Originally, the Sultan Süleyman the Lawgiver offered this palace, which dates from the 16th Century, as a gift to the Grand Vizier Ibrahim Pasha. After Ibrahim Pasha’s death, it continued to be used as a place of residence for grand viziers, ambassadors, and other high officials.
In spite of the fact that most civil and government buildings during the Ottoman period were made of wood, the Ibrahim Paşa Palace was built with stone, and, therefore, has remained in excellent condition up to the present day. Today, the building’s “ceremony room” and “second court” are used to house the museum’s collection.
Handwritten Qurans, epigraphs, hand-woven carpets and rugs
The museum, which houses the richest collection of carpets in the world, has a large number of particularly striking carpets from the Seljuk Empire¸ the most important Turkish state prior to the Ottoman Empire. Rugs that were produced in Anatolia during the 15th, 16th, and 17th centuries, are typically ornamented with geometric figures, Kufic designs, and animals, and are among the most valuable items in this section. Here, you also find exquisite rugs from Iran and the Caucasus.
Hand-written Qurans and hand-written decrees, acquittals, and monograms from Ottoman Sultans are also to be found in the museum’s collection.
In the museum’s “Wooden Artifacts Section”, you can examine artifacts that date from Anatolia in the 9th and 10th centuries, as well as wooden artwork embellished with mother-of-pearl and ivory from Ottoman times.
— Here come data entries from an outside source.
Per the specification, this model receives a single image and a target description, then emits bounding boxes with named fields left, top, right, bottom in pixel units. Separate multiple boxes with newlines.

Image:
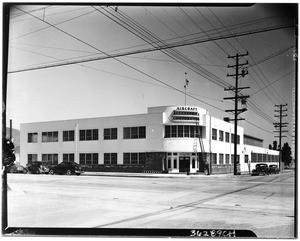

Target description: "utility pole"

left=224, top=52, right=249, bottom=175
left=274, top=104, right=288, bottom=170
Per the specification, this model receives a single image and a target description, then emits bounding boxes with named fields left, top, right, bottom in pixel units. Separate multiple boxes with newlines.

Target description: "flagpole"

left=184, top=72, right=189, bottom=106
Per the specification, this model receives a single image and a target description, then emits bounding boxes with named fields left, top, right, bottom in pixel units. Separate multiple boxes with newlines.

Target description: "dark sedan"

left=27, top=161, right=49, bottom=174
left=251, top=163, right=269, bottom=176
left=269, top=164, right=280, bottom=174
left=49, top=162, right=83, bottom=175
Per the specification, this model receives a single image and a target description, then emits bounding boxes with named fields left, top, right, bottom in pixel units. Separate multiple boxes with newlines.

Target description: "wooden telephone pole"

left=224, top=52, right=249, bottom=175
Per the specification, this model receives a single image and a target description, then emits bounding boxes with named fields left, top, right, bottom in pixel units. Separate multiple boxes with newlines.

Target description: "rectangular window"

left=123, top=126, right=146, bottom=139
left=219, top=130, right=224, bottom=142
left=225, top=154, right=230, bottom=164
left=219, top=154, right=224, bottom=164
left=42, top=153, right=58, bottom=164
left=80, top=129, right=98, bottom=141
left=173, top=158, right=177, bottom=169
left=63, top=153, right=74, bottom=162
left=184, top=126, right=189, bottom=137
left=42, top=131, right=58, bottom=142
left=192, top=158, right=196, bottom=168
left=171, top=126, right=177, bottom=137
left=79, top=153, right=98, bottom=165
left=139, top=153, right=146, bottom=165
left=168, top=157, right=171, bottom=168
left=123, top=153, right=146, bottom=165
left=231, top=154, right=234, bottom=164
left=211, top=153, right=217, bottom=164
left=131, top=153, right=138, bottom=164
left=28, top=154, right=38, bottom=164
left=237, top=135, right=240, bottom=144
left=231, top=134, right=240, bottom=144
left=178, top=126, right=184, bottom=137
left=123, top=153, right=130, bottom=164
left=104, top=153, right=117, bottom=164
left=231, top=133, right=235, bottom=143
left=251, top=152, right=257, bottom=163
left=225, top=132, right=230, bottom=142
left=245, top=155, right=249, bottom=163
left=212, top=128, right=217, bottom=140
left=139, top=126, right=146, bottom=138
left=63, top=130, right=74, bottom=142
left=165, top=126, right=171, bottom=138
left=28, top=133, right=38, bottom=143
left=104, top=128, right=118, bottom=140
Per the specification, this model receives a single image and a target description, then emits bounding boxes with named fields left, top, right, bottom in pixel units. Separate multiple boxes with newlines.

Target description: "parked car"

left=251, top=163, right=269, bottom=176
left=7, top=163, right=27, bottom=174
left=27, top=161, right=49, bottom=174
left=49, top=162, right=83, bottom=175
left=269, top=164, right=280, bottom=174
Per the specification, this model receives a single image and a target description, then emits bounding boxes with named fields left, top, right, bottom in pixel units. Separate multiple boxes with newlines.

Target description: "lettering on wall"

left=172, top=107, right=200, bottom=122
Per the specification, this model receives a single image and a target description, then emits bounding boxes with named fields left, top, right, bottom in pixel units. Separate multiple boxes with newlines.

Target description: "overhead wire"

left=10, top=5, right=225, bottom=113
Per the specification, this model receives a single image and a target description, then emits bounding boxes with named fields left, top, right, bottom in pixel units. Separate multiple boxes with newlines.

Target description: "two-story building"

left=20, top=105, right=279, bottom=174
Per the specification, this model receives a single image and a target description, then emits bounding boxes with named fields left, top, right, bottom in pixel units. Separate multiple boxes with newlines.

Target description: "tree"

left=273, top=140, right=277, bottom=150
left=281, top=142, right=292, bottom=167
left=3, top=138, right=15, bottom=166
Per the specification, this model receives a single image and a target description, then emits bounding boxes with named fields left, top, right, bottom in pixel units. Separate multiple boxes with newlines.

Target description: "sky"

left=5, top=3, right=297, bottom=152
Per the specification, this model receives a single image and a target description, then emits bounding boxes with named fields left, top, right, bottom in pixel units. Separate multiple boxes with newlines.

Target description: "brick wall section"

left=144, top=152, right=165, bottom=172
left=81, top=152, right=165, bottom=173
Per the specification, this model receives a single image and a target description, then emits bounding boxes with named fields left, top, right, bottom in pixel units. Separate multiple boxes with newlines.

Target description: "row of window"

left=212, top=128, right=240, bottom=144
left=165, top=125, right=203, bottom=138
left=28, top=126, right=146, bottom=143
left=251, top=153, right=279, bottom=163
left=27, top=152, right=147, bottom=165
left=211, top=153, right=240, bottom=165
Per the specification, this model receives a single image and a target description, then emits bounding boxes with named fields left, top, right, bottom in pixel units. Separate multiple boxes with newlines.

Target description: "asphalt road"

left=7, top=171, right=295, bottom=238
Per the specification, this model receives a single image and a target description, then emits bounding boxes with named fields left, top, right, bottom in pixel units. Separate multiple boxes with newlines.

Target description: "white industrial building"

left=20, top=105, right=279, bottom=174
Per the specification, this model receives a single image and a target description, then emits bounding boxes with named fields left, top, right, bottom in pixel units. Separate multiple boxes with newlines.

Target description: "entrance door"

left=179, top=157, right=190, bottom=173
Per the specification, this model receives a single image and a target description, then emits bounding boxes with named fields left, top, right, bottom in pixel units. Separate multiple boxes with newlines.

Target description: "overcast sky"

left=5, top=3, right=297, bottom=150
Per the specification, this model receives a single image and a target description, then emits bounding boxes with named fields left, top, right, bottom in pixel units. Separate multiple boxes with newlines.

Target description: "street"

left=7, top=171, right=295, bottom=238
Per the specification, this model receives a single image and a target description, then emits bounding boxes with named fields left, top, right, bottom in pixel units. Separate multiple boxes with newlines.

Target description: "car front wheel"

left=66, top=170, right=72, bottom=175
left=49, top=169, right=54, bottom=175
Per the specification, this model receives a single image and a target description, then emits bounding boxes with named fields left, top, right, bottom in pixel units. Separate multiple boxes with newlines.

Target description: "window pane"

left=184, top=126, right=189, bottom=137
left=93, top=129, right=98, bottom=140
left=171, top=126, right=177, bottom=137
left=63, top=154, right=68, bottom=162
left=124, top=127, right=130, bottom=139
left=63, top=131, right=68, bottom=141
left=70, top=154, right=74, bottom=162
left=178, top=126, right=183, bottom=137
left=53, top=132, right=58, bottom=142
left=219, top=130, right=224, bottom=141
left=104, top=129, right=110, bottom=140
left=111, top=128, right=117, bottom=139
left=212, top=129, right=217, bottom=140
left=86, top=130, right=92, bottom=140
left=111, top=153, right=117, bottom=164
left=131, top=127, right=138, bottom=139
left=80, top=130, right=85, bottom=141
left=123, top=153, right=130, bottom=164
left=165, top=126, right=170, bottom=138
left=190, top=126, right=195, bottom=138
left=42, top=132, right=47, bottom=142
left=139, top=153, right=146, bottom=165
left=92, top=153, right=98, bottom=165
left=69, top=131, right=74, bottom=141
left=139, top=126, right=146, bottom=138
left=131, top=153, right=138, bottom=164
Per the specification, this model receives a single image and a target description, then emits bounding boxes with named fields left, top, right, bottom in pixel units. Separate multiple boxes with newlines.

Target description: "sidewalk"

left=81, top=169, right=293, bottom=179
left=81, top=171, right=247, bottom=179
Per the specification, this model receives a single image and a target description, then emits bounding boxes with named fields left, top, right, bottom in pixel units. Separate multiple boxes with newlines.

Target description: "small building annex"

left=20, top=105, right=279, bottom=174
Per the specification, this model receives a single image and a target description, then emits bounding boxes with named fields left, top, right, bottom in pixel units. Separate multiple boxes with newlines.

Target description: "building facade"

left=20, top=105, right=279, bottom=174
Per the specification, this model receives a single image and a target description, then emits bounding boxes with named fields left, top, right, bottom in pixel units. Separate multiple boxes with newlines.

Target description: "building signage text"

left=172, top=106, right=200, bottom=122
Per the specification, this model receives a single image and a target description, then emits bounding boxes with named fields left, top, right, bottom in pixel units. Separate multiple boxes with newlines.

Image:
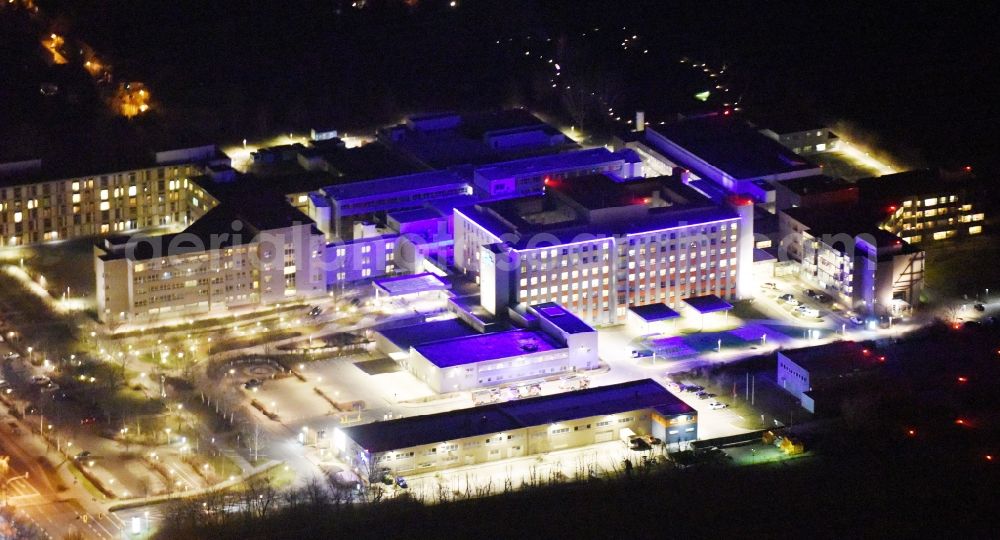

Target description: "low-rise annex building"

left=334, top=378, right=696, bottom=476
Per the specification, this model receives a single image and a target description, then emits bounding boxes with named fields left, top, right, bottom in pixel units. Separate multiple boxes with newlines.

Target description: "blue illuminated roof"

left=683, top=294, right=733, bottom=314
left=387, top=208, right=443, bottom=223
left=377, top=319, right=481, bottom=351
left=414, top=329, right=562, bottom=368
left=342, top=379, right=693, bottom=453
left=530, top=302, right=594, bottom=334
left=629, top=303, right=681, bottom=322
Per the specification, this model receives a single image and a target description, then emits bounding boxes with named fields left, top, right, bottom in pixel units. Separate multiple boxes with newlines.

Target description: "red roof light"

left=958, top=376, right=968, bottom=383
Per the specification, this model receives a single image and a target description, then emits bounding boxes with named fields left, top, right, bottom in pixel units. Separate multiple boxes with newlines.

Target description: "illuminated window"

left=100, top=189, right=109, bottom=200
left=128, top=185, right=137, bottom=197
left=923, top=197, right=938, bottom=207
left=14, top=211, right=23, bottom=223
left=72, top=193, right=81, bottom=203
left=969, top=226, right=982, bottom=235
left=72, top=181, right=80, bottom=191
left=100, top=201, right=110, bottom=211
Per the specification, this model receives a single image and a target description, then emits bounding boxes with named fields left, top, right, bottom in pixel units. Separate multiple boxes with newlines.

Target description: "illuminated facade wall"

left=0, top=164, right=214, bottom=246
left=95, top=222, right=326, bottom=324
left=339, top=408, right=680, bottom=476
left=880, top=193, right=984, bottom=244
left=456, top=211, right=746, bottom=325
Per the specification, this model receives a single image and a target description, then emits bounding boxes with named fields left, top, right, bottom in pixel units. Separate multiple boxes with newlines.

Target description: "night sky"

left=7, top=1, right=999, bottom=171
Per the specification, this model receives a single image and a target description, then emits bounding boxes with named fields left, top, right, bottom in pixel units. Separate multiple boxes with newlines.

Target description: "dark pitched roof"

left=100, top=196, right=317, bottom=261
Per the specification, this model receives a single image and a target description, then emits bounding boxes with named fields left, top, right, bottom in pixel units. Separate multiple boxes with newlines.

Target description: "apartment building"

left=334, top=379, right=696, bottom=476
left=780, top=207, right=925, bottom=314
left=857, top=169, right=986, bottom=244
left=455, top=174, right=754, bottom=325
left=0, top=146, right=227, bottom=246
left=94, top=199, right=326, bottom=325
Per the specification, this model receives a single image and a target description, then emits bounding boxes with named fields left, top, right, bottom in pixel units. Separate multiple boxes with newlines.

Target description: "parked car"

left=395, top=477, right=408, bottom=489
left=849, top=315, right=865, bottom=326
left=779, top=294, right=799, bottom=306
left=974, top=303, right=986, bottom=312
left=309, top=306, right=323, bottom=317
left=708, top=401, right=728, bottom=410
left=2, top=352, right=19, bottom=360
left=761, top=282, right=778, bottom=290
left=244, top=378, right=263, bottom=390
left=805, top=289, right=818, bottom=298
left=631, top=349, right=654, bottom=358
left=29, top=375, right=50, bottom=386
left=75, top=450, right=92, bottom=460
left=816, top=293, right=833, bottom=303
left=796, top=305, right=820, bottom=318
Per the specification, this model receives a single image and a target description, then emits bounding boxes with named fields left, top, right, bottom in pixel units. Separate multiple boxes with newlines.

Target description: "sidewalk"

left=107, top=460, right=282, bottom=512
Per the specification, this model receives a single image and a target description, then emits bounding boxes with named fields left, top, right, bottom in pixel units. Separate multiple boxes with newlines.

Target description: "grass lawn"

left=922, top=233, right=1000, bottom=302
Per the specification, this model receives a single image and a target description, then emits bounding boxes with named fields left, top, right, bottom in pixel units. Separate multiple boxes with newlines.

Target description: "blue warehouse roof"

left=341, top=379, right=693, bottom=453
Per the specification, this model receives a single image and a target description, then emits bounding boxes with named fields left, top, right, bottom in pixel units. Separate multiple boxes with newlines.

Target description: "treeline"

left=155, top=442, right=1000, bottom=540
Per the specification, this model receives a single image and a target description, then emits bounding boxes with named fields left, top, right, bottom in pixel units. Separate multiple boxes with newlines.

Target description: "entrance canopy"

left=682, top=294, right=733, bottom=314
left=628, top=303, right=681, bottom=323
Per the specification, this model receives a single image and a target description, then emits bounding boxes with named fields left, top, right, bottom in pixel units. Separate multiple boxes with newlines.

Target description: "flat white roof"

left=373, top=272, right=451, bottom=296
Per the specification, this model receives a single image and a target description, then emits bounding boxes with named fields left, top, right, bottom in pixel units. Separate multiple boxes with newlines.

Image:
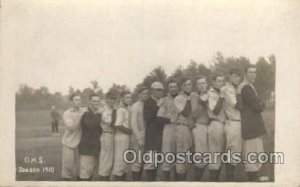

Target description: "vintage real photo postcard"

left=0, top=0, right=300, bottom=186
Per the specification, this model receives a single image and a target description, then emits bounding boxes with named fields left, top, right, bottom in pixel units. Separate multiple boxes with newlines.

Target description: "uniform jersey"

left=207, top=87, right=226, bottom=122
left=174, top=92, right=196, bottom=126
left=99, top=104, right=116, bottom=133
left=157, top=94, right=179, bottom=124
left=115, top=103, right=131, bottom=129
left=131, top=101, right=145, bottom=141
left=223, top=82, right=241, bottom=120
left=191, top=92, right=210, bottom=125
left=62, top=107, right=87, bottom=148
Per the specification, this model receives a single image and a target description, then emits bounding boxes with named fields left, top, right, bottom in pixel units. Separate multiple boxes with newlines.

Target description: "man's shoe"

left=98, top=175, right=110, bottom=181
left=194, top=167, right=205, bottom=181
left=163, top=171, right=170, bottom=181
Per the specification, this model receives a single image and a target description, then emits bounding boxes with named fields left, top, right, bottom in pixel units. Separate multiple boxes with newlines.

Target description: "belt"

left=102, top=131, right=114, bottom=134
left=209, top=118, right=221, bottom=122
left=226, top=118, right=241, bottom=122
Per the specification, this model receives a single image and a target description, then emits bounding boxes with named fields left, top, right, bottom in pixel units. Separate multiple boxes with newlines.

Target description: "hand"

left=220, top=87, right=226, bottom=98
left=260, top=100, right=266, bottom=108
left=199, top=94, right=208, bottom=102
left=157, top=98, right=165, bottom=107
left=237, top=82, right=246, bottom=94
left=138, top=138, right=145, bottom=148
left=188, top=123, right=196, bottom=130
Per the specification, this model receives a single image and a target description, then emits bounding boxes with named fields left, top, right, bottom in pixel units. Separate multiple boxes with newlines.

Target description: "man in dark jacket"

left=78, top=94, right=102, bottom=181
left=50, top=105, right=61, bottom=135
left=241, top=65, right=266, bottom=181
left=143, top=81, right=164, bottom=181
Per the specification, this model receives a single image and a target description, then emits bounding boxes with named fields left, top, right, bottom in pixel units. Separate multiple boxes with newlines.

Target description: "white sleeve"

left=208, top=92, right=218, bottom=111
left=115, top=108, right=125, bottom=127
left=174, top=95, right=185, bottom=112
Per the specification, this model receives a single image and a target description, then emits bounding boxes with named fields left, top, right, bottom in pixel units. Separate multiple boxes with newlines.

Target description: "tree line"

left=16, top=52, right=275, bottom=111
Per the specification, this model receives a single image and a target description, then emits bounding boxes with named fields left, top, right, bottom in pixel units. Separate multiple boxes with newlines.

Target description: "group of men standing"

left=60, top=64, right=266, bottom=182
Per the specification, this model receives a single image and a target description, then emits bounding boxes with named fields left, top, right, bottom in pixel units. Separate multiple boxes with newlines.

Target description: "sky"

left=3, top=0, right=299, bottom=94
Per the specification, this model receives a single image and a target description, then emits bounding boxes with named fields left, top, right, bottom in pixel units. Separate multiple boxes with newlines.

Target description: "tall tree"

left=90, top=80, right=99, bottom=91
left=142, top=66, right=167, bottom=88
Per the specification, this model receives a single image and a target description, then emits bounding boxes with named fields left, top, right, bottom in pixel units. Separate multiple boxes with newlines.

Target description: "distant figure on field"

left=50, top=105, right=61, bottom=135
There are also many stone artifacts on display in the museum. Some of the most fascinating stone items are the tombstones from the Seljuk era, which represent a branch of calligraphy quite different from the Ottoman version. Hunting scenes and mythological creatures such as gryphons and dragons are often featured on these tombstones.
The Turkish and Islamic Arts Museum is open from 9:00 a.m. to 5:00 p.m. on every day of the week except for Monday. The entry fee is 10 TRY.